Updated

Preparing Tuesday morning to take commuters on another busy weekday route, Conrad Johnson was going about his usual routine: cleaning out his bus, running down a checklist, completing paperwork.

Within hours, dozens of his relatives were flocking to Suburban Hospital in Bethesda, where they learned Johnson had died -- the 10th person murdered by the serial sniper preying on victims in and around the nation's capital.

"He had a large extended family, and he's going to be missed greatly," Montgomery County Executive Douglas Duncan said.

Johnson was struck once in the abdomen as he stood at the top of the steps of his Montgomery County Ride-On bus at 6 a.m. Tuesday. Police confirmed Wednesday that Johnson's death is linked to 13 other shootings that have killed nine other people in Maryland, Virginia and Washington, D.C.

Johnson, a married father of two sons, had worked for the county for nearly 10 years. "This is a terrible loss of life," Duncan said.

As federal, state and local law enforcement officers combed a park near the Metro stop where Johnson had parked, the destination sign on his bus displayed the message "Not In Service."

In his Oxon Hill neighborhood of townhouses and tree-lined streets, residents expressed sorrow at his slaying.

"This is hitting hard. This not only strikes us as a community, but as a people, as a nation," said Harold McClam, who frequently saw Johnson leaving for work in the mornings, wearing his bus driver's uniform.

"It strikes so close to home. When they catch this guy they need to punish him to the full extent of the law."

Steve Addison, 33, a WorldCom engineer who lives near the Johnsons, described Conrad Johnson as a "joker who liked having a clean car and loved being outside with his sons."

He said he often saw him on weekends washing his car as Johnson's wife, Denise, sat on the steps of the home, looking on. "That was just his thing, doing that and taking care of his boys," Addison said.

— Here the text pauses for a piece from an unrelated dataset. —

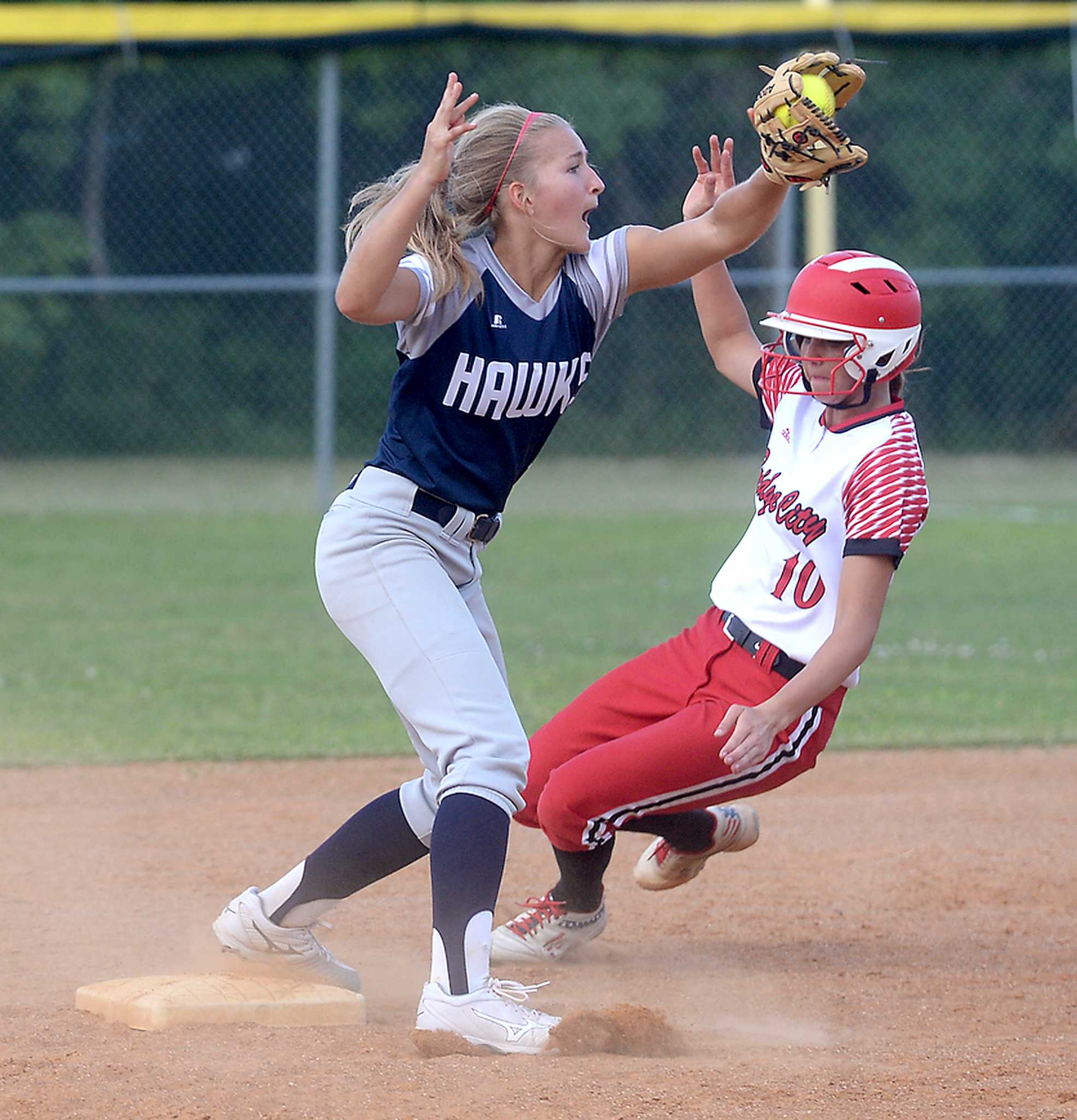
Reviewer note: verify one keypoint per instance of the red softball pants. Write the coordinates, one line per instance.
(641, 740)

He added that Johnson was a fervent football fan, weightlifter and "real family man. He loved his boys. He was always taking care of them, doing things for them. Every time you see him it was always, 'I've got to take my sons to this place or something."'

Johnson's sister, Melinda Williams, who pulled up to his beige two-story home Tuesday afternoon, said family members did not want to talk yet about the killing. Several Prince George's County police cars were parked in the development.

Johnson's "only mission (Tuesday) morning was to transport the citizens of the county he served so well," said Gov. Parris Glendening, expressing his sympathy to the slain man's family and friends.

Fellow bus driver Wade Vassell stopped Tuesday at the Silver Spring Metro station. The shaken co-worker said a friend called him with the news of the death of "C.J."

"I know my boy eight years. He was my friend," Vassell said. "I'm nervous, real nervous."

As the union representing drivers discussed increasing security, Alphonso Banks, who works the same route as Johnson, said he will cover some of his bus windows with cardboard to protect himself.

"I feel scared," said Banks, 35, who was to be back on the job Wednesday at 7:15 a.m.